In that case the government attorney tried to establish moral turpitude by arguing that David’s client was HIV+ and had a boyfriend, so therefore she must be trying to infect him. “The opposing counsel tried to interject our client’s sexual history,” said David, “and I heard myself somehow knowing to object that if he was talking about methods of transmission of HIV, he needed an expert witness. I still remember that moment of the judge saying, ‘Counselor, I’m going to be ruling on behalf of Mr. Tsai’s client.’ We were able to win so that she could stay in the US and receive the proper medical care in San Francisco.”

Although that story makes David’s path as an attorney seem fated, his route to the law was anything but direct. He was born in California to Taiwanese immigrant parents, and thanks to his father’s career as a professor he grew up in Michigan, Maryland and New Hampshire. He earned his BS in biochemistry at Harvard and then his MS in biology at Stanford, where in addition to publishing first-author scientific papers he worked on the university’s first online problem sets.

But David wasn’t enjoying a career in the sciences, and he changed direction and jumped into the dotcom boom. He worked for two startups in turn—Zaplet Inc., and TimeDance.com—developing platforms for online collaborative communications. His career was at last in full swing, but something was still missing. “My parents were upset that I was making good money but I wasn’t giving back enough,” said David. He was volunteering at Project Open Hand’s grocery center and on the California AIDS hotline at the San Francisco AIDS Foundation, but felt that he should be doing more. “I was just coming out, and I decided that a law career would empower me to give back to the LGBT community,” he said.

All of David’s interests and experiences came together when he started his career as an attorney. He is now Counsel at Perkins Coie in San Francisco, where he focuses on trade secret and patent litigation involving the kind of technology he was immersed in during his time in startups. He still leans on his high tech and biochemistry background and has written and lectured on internet software applications, Hatch-Waxman/Abbreviated New Drug Application (ANDA) litigation, and stem cell gene therapy. He’s been recognized as a top 50 California Lawyer on the Fast Track by The Recorder, Super Lawyer in Intellectual Property Litigation, Best Lawyer Under 40 by the National Asian Pacific American Bar Association and the National LGBT Bar Association, and one of the Daily Journal’s Top “Five Associates To Watch” in California, and has won numerous awards for his work. Many of his clients are Taiwanese companies, allowing him to use his Taiwanese and Mandarin language skills.

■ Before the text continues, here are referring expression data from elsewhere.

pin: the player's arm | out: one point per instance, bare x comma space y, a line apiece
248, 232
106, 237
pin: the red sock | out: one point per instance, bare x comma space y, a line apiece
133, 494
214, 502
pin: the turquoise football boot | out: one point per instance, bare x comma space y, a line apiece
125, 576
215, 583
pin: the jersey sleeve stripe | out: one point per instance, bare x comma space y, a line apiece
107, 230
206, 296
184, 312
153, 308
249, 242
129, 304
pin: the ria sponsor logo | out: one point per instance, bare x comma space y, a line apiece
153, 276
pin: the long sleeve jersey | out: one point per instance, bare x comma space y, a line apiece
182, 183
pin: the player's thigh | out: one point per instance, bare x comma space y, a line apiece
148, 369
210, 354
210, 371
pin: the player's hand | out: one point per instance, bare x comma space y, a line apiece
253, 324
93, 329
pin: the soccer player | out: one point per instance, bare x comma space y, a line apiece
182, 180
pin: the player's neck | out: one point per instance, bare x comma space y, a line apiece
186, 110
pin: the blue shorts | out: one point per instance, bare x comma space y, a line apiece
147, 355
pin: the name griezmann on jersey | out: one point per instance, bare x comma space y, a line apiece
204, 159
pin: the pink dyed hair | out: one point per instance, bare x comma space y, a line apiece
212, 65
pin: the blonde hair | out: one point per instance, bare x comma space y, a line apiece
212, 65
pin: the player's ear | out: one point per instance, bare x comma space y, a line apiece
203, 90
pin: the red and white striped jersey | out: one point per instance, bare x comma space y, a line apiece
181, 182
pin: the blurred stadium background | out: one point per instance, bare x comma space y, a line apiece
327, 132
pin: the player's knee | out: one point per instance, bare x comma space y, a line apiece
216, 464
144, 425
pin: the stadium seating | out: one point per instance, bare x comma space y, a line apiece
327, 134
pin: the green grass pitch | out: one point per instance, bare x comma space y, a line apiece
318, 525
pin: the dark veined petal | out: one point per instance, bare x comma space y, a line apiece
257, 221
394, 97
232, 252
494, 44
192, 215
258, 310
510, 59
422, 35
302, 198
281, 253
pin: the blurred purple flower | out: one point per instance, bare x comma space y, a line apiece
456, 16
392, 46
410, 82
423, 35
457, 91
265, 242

And he’s thrown himself into pro bono work and volunteering for the LGBT and HIV/AIDS communities. He tries to keep at least one active pro bono case related to the LGBT community or people living with HIV/AIDS at all times. And since joining the ALRP Board in 2007, he’s been a tireless fundraiser as well as helping ALRP win a sizeable cy pres award.

“I got involved with ALRP really early in my career,” he said. “I remember wondering if it was too early to join a board, but Bill Hirsh convinced me over a cup of coffee with Jim McBride. I’ve stayed on the Board all these years because I think the organization is extremely well run in terms of its efficiency and critical services, how well it uses the funds it raises, and also how it brings together the legal community to do good.”

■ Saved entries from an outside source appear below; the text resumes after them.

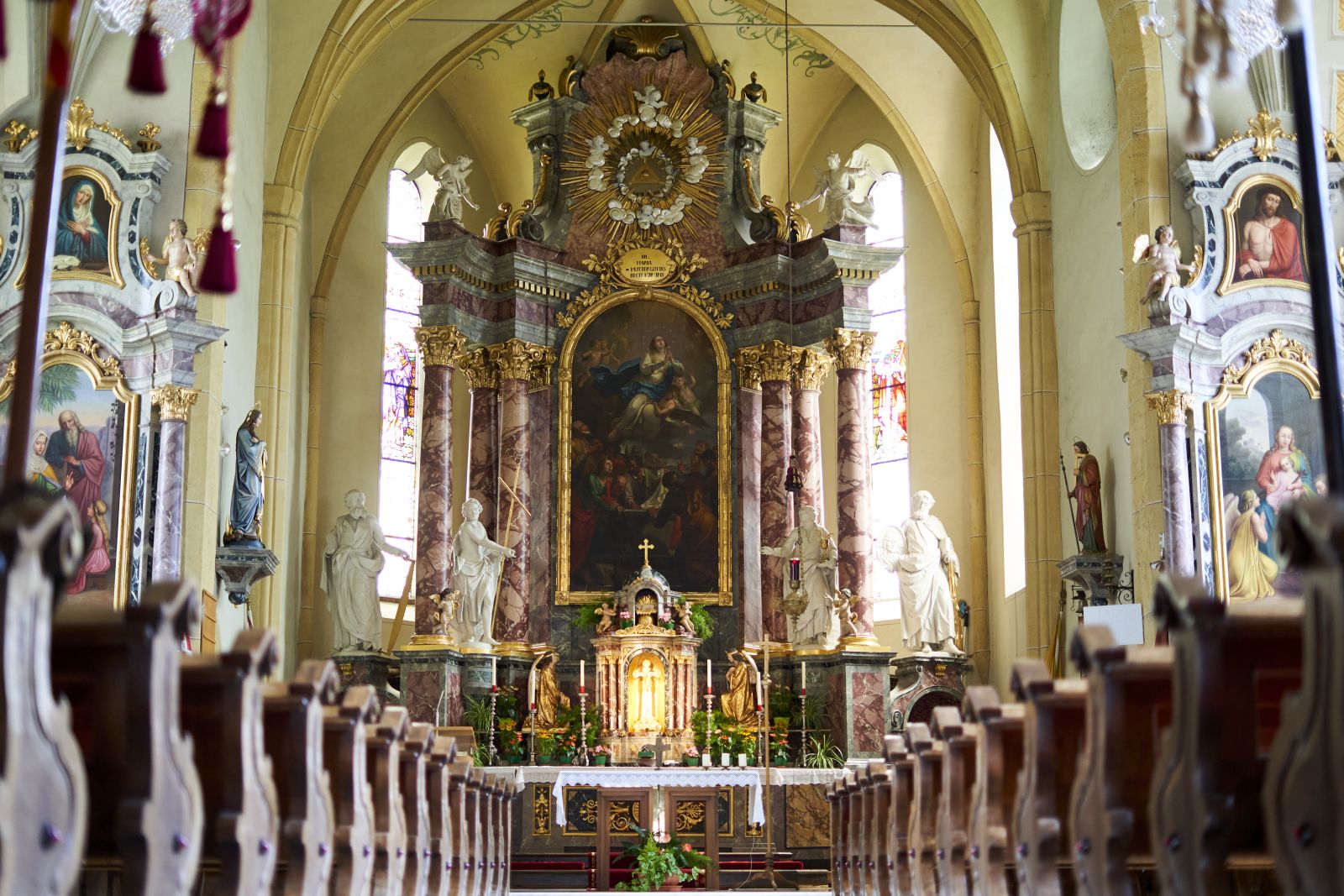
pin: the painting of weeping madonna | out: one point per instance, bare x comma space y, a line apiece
1265, 453
644, 449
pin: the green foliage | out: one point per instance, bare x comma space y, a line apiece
823, 754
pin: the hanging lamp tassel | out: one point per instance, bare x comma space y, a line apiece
221, 271
214, 127
147, 60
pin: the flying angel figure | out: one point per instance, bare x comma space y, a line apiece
1163, 253
839, 194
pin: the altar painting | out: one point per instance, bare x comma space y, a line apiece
1265, 454
82, 449
644, 449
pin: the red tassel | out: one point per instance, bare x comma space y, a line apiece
147, 60
221, 271
213, 141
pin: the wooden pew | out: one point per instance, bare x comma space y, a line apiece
900, 765
1054, 732
120, 672
437, 775
416, 799
924, 808
1231, 665
383, 743
1128, 710
222, 710
295, 716
958, 778
999, 755
1304, 781
44, 789
346, 757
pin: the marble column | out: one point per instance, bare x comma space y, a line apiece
517, 363
483, 443
438, 348
749, 492
810, 371
174, 407
853, 479
776, 438
1178, 527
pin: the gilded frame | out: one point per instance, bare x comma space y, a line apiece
564, 376
1226, 285
105, 375
1238, 383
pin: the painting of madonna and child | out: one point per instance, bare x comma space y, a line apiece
1270, 450
76, 452
644, 450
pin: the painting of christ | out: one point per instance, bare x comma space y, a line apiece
644, 449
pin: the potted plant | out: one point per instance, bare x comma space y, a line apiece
662, 862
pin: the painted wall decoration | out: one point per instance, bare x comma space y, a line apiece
644, 449
1263, 222
1265, 453
82, 448
87, 228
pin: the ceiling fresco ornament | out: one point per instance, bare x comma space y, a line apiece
648, 160
645, 264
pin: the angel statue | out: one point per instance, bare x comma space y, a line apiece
452, 183
837, 186
1164, 255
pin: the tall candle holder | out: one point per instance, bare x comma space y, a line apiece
491, 750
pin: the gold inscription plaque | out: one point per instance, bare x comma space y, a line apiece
645, 266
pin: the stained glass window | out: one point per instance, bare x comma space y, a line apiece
889, 363
396, 485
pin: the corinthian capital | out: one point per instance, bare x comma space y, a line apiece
440, 344
850, 348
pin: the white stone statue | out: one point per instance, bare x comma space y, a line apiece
476, 577
837, 191
922, 558
351, 560
811, 544
452, 183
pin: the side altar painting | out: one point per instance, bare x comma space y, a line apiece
644, 418
1265, 453
82, 448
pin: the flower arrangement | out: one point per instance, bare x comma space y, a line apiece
662, 859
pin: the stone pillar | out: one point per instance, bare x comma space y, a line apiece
174, 406
810, 369
519, 363
1039, 417
483, 479
1178, 530
853, 479
749, 492
438, 348
776, 438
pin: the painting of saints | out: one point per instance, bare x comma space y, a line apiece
1268, 238
82, 226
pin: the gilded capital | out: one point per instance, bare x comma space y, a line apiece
851, 348
440, 345
519, 360
479, 369
810, 369
749, 367
777, 360
1171, 406
174, 402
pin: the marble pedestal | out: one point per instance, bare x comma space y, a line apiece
924, 683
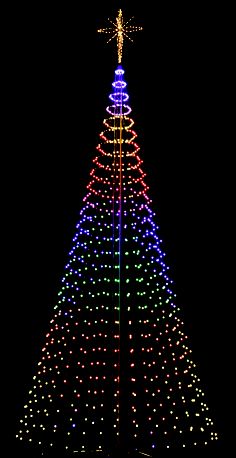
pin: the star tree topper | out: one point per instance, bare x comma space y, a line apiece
120, 30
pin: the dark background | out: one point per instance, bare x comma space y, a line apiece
59, 72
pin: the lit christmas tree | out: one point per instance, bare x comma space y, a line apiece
116, 370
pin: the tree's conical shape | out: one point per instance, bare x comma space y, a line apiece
116, 368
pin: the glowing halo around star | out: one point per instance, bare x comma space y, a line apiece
120, 30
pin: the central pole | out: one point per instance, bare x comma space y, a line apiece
123, 399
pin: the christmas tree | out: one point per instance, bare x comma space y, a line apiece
116, 371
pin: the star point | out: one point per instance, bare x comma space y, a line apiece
120, 30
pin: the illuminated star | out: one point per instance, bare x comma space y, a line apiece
120, 30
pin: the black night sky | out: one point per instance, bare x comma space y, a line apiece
59, 73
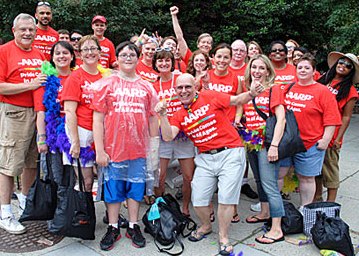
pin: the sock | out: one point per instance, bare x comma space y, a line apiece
114, 225
244, 181
6, 211
131, 224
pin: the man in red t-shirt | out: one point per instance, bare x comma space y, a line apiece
46, 36
19, 79
108, 53
222, 157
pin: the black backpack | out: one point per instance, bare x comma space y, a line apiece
170, 224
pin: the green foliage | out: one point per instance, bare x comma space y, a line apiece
322, 25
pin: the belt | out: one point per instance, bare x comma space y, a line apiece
215, 151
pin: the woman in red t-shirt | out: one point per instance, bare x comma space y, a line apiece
265, 163
198, 65
317, 116
181, 147
343, 73
76, 97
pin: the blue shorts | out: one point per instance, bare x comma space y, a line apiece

David’s passion for ALRP’s work shows in the ways he gets people involved. “I got my best friend from law school to do a summer internship at ALRP and she still supports us,” he said. “I get as many law students involved as I can, I ask new attorneys to join the Panel, I obtain sponsorships, I get the community to come to our events.”

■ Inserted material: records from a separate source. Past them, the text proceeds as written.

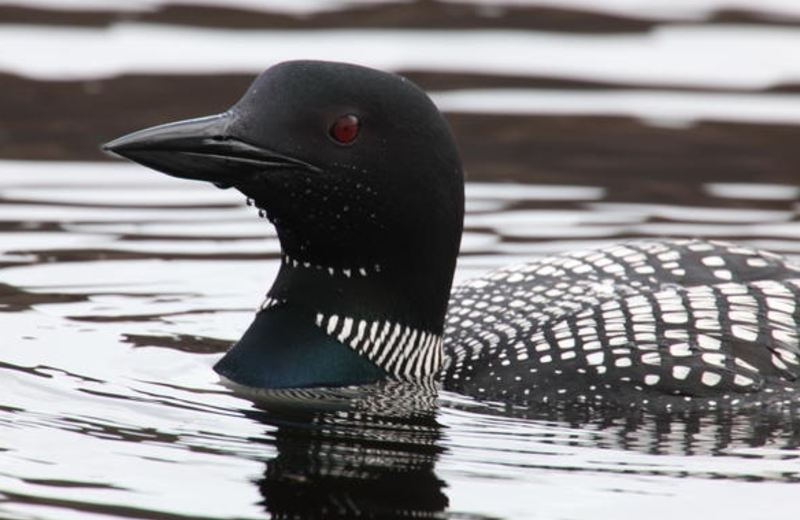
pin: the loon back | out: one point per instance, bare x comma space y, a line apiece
665, 325
361, 177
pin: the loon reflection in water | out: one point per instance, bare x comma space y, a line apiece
361, 177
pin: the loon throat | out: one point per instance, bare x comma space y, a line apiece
361, 177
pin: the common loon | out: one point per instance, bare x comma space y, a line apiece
360, 175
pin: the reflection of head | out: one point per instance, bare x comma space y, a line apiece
353, 464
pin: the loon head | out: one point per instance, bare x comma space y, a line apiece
360, 175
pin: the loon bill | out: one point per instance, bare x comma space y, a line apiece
360, 175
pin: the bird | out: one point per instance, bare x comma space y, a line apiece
362, 178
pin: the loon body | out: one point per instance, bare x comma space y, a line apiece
361, 177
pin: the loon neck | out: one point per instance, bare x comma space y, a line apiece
389, 314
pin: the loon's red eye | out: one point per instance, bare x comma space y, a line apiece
345, 129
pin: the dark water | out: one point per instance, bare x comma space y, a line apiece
119, 288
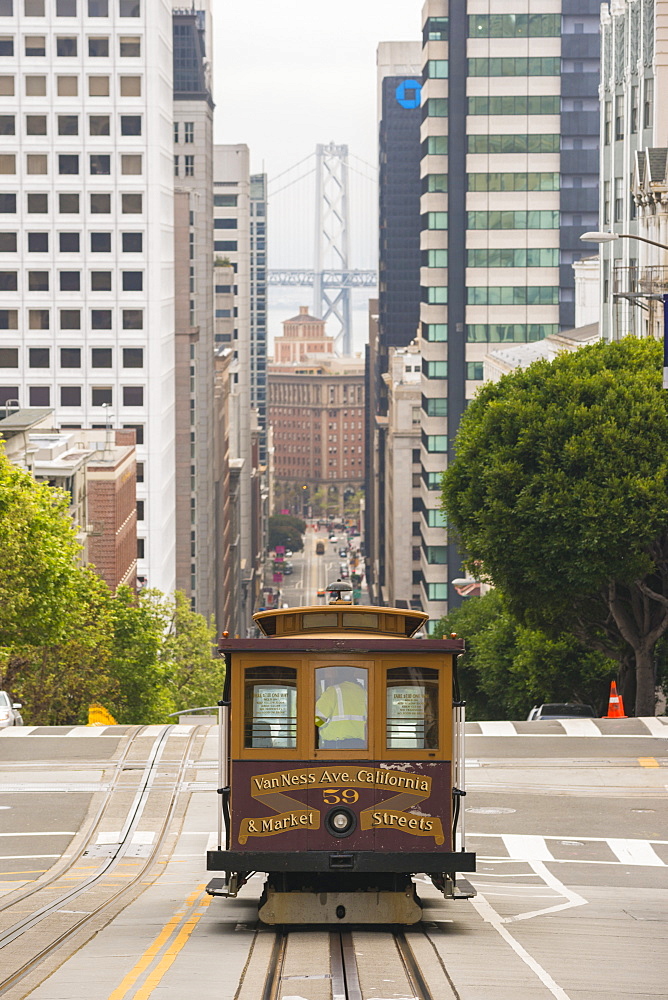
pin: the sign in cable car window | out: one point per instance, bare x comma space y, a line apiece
270, 714
341, 708
412, 708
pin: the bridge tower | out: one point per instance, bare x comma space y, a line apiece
331, 238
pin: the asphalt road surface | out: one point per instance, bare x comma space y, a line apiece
570, 827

David doesn’t hesitate to ask for donations on behalf of ALRP. “People are so willing to give and get involved,” he said. “They know it’s a great organization that is helping people who really need it. There’s still so much stigma for people living with HIV/AIDS. I know people who are positive who are still unwilling to tell their friends. That stigma is real, and it prevents people from being treated equally. That’s why we need ALRP.”